ON: What’s the reaction to you being outdoors? As an African American woman afield, do you feel welcome?
Mapp: Yeah. Sure, there are fears and perceptions out there that are informed by some of our past where there was exclusion, Jim Crow-style. But I’m thankful in these times we live today that these are not our day-to-day realities. In fact, the problem these days is sometimes feeling over-welcomed.
Where people go out of their way to make me feel welcome, and I’m just, “OK, just chill a bit. It’s cool.”
ON: You’ve describe yourself as a fidgety hunter. Many folks reading this have struggled with that on a deer stand. How’d you overcome it?
Mapp: Just practice … as well as enduring glares from my fellow hunters asking, “Why are you pulling out that wrapper right now?” I’ve gotten better. Hunting offers an exercise in stillness and raising awareness of your surroundings.
When you’re living in a world that invites multi-tasking as a norm, hunting is a complete re-set of that way of being. You just need to have your senses sharp and work on being undetectable.
ON: In one interview you talked about the term “future-tripping” What is that?
Mapp: It’s when we sometimes get so wound up about what’s going to happen instead of worrying about the thing we’re doing. I think we need to be more in the moment. Hunting has been a great platform for me to stay in the “right here, right now.” Because really right now is all we have.
ON: Earlier this summer in Michigan, the state’s DNR received some critical comments for sponsoring a “black hiking event.” Can you explain why you think such events are necessary to those who might say, “Why can’t it just be a hiking event?” Why is a group like Outdoor Afro necessary?
Mapp: Another way to think about it is if other types of events were welcoming and engaging with broader communities, there wouldn’t be a need for it. It’s not about exclusion, it’s about invitation. You’ve got to make a compelling invitation for people to say, “Yeah, that’s for me.”
It’s about getting specific about the invitation versus a call out to exclude anyone. I find that once people get comfortable in this broad conversation of the outdoors, they do things on their own, and they feel more comfortable joining larger groups.
Trust me, I joined my fair share of groups that are not racially specified, and they almost always tend to be white and people are performing at a level that I’ve not yet developed to.
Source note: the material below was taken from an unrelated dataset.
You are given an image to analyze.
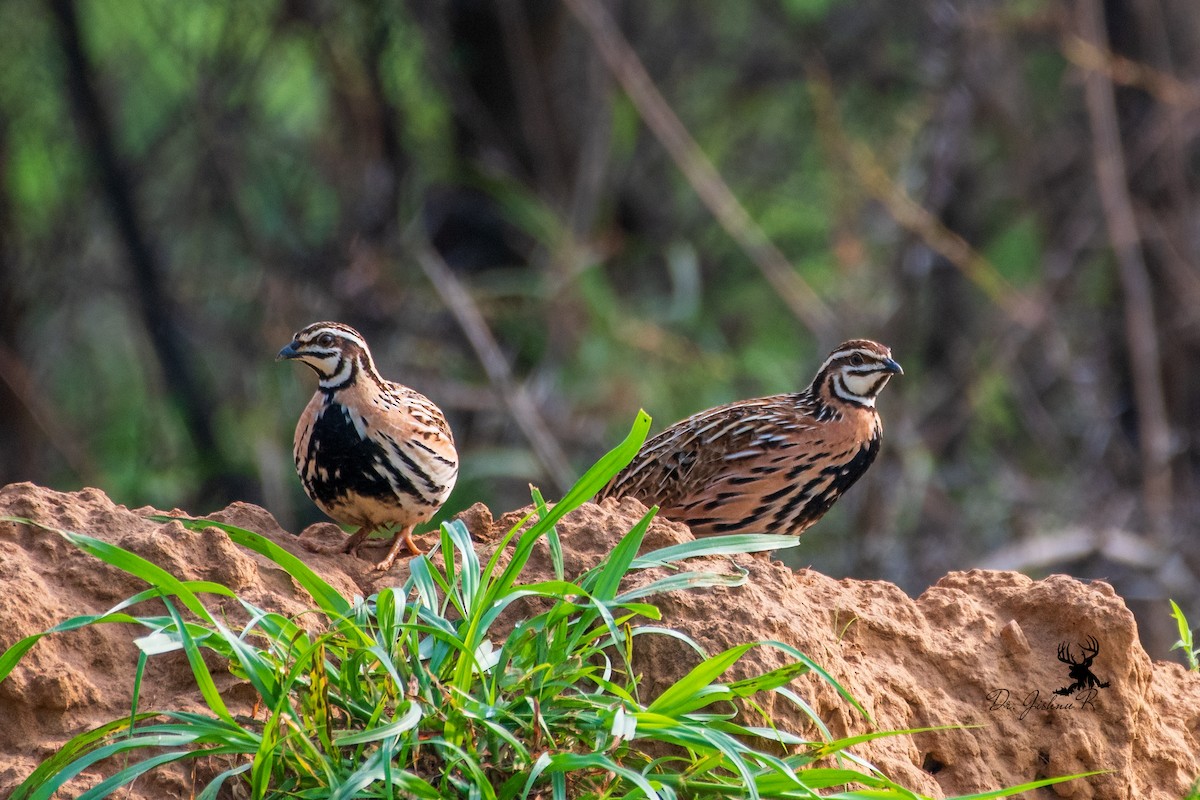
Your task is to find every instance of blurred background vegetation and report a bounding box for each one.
[0,0,1200,656]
And I know how it feels to be the only black person in an entire activity or group and not feel up to the level to participate.
So when you create affinity groups, people can dig in, relate to each other, find a bond. I think back to the moms groups when I was a new mother and finding that common ground.
ON: Have a favorite hunting trip or experience?
Mapp: I love duck hunting.
That’s my favorite. Duck hunting brings together a lot of things that bring me joy and peace, like I love being out in the blind in the dark and hearing how the world opens up and hearing the layers of sounds and music from the environment. It’s water. And ducks are just so damned tasty.
ON: Congratulations on some pending nuptials in September.
Mapp: Yep, I’m getting married to the man of my dreams who also has gotten into hunting and will share a hunting blind with me for life.